By this system, user data is collected on their devices, and only a cryptographic proof of the information is presented to the blockchain. This strikes an equilibrium between personal data privacy and the requirement to build tamper-proof records. Typically, the latter can only be accomplished by centralized servers holding all the data.
The app will let citizens obtain a wide variety of “non-face-to-face” government services due to the COVID-19 pandemic becoming a much higher priority. Recent use cases involve the ability to utilize the Busan Citizen ID and other types of government-issued smart cards. The app also highlights a crypto wallet, which follows Coinplug’s efforts to combine crypto payments in South Korea’s post offices.
Busan’s heavy involvement with Blockchain
The trend of digitalization of government services began well before the popularization of blockchain in some countries, according to a 2018 report. A Coinplug spokesperson said in a statement that Busan’s choice of a decentralized platform is part of the city’s push for technological innovation, where blockchain plays an essential role.
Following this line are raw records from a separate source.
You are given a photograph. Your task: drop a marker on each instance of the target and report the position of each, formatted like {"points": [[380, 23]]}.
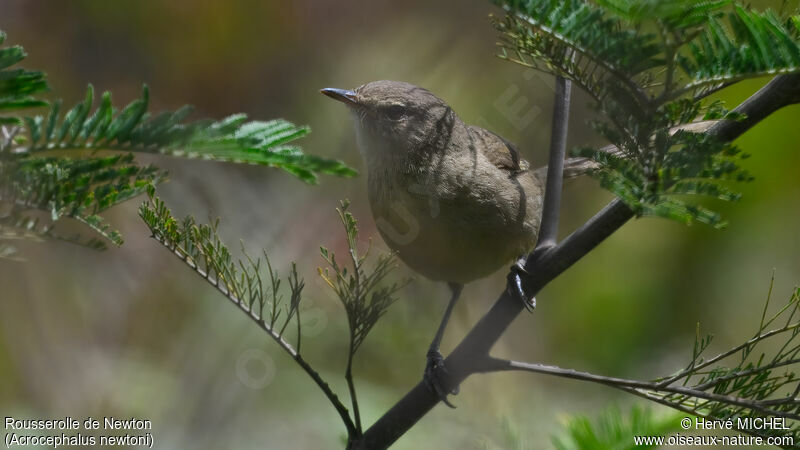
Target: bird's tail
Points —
{"points": [[575, 167]]}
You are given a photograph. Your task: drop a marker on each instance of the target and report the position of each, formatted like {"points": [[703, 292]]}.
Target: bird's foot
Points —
{"points": [[516, 285], [437, 379]]}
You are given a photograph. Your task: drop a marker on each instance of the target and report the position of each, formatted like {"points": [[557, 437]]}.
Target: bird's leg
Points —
{"points": [[516, 284], [435, 376]]}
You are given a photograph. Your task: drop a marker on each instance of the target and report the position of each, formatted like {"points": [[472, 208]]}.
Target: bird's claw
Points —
{"points": [[516, 285], [436, 377]]}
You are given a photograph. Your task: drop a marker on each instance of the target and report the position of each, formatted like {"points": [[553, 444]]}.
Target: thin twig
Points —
{"points": [[270, 330], [548, 232]]}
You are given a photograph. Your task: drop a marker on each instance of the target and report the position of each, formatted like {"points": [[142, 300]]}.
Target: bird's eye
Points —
{"points": [[395, 112]]}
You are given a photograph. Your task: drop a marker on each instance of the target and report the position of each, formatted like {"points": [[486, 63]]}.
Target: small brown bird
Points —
{"points": [[455, 201]]}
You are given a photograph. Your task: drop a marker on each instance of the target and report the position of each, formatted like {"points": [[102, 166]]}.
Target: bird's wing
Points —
{"points": [[500, 152]]}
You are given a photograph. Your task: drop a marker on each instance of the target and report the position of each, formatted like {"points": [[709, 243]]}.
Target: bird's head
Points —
{"points": [[396, 119]]}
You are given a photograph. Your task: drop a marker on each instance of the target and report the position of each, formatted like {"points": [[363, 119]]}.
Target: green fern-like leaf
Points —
{"points": [[233, 139], [649, 65], [612, 430], [743, 44], [17, 86]]}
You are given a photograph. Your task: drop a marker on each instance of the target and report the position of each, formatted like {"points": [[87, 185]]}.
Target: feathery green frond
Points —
{"points": [[760, 382], [742, 44], [649, 65], [363, 293], [233, 139], [17, 86], [249, 283], [612, 430]]}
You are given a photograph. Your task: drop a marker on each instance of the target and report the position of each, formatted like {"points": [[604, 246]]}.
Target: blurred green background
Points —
{"points": [[132, 332]]}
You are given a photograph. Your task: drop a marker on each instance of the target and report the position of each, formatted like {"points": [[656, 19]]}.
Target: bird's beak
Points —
{"points": [[342, 95]]}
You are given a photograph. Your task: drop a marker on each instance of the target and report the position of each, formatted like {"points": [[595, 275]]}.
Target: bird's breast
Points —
{"points": [[453, 221]]}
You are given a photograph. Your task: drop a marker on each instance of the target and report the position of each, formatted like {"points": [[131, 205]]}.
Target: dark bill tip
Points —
{"points": [[342, 95]]}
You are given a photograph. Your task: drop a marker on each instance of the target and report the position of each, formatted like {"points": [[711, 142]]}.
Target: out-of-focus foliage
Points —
{"points": [[40, 183], [177, 348], [243, 282], [612, 430], [649, 65], [363, 293]]}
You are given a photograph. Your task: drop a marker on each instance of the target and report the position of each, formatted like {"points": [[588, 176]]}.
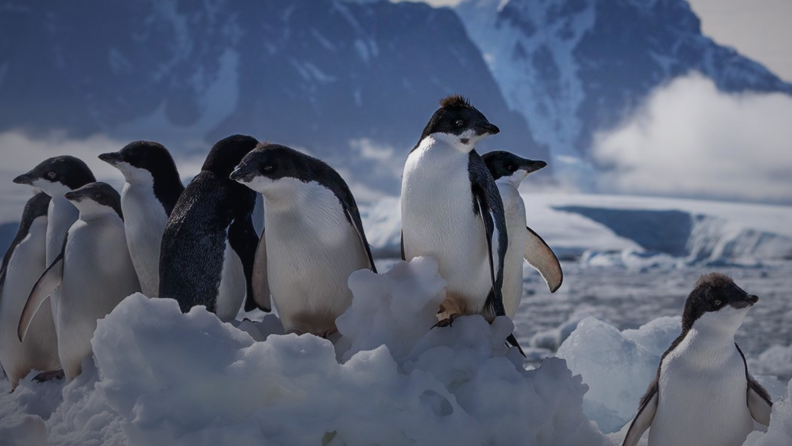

Busan’s regulatory sandbox allowed for the formulation of several initiatives, including blockchain. In December 2019, this appeared in the launch of a local cryptocurrency produced in cooperation with KT, one of Korea’s largest telecom providers. This was one of the initial aims of the regulation-free zone, with the city unveiling such plans as early as July 2019.
Earlier, in February 2019, the city associated with Hyundai Pay to boost fintech development in the city.
The country as a whole is also keeping a positive stance toward blockchain, with South Korea’s president Moon Jae-in writing in July 2019 that the country must be at the vanguard of effective blockchain regulation recognizing personal data as one of its key uses.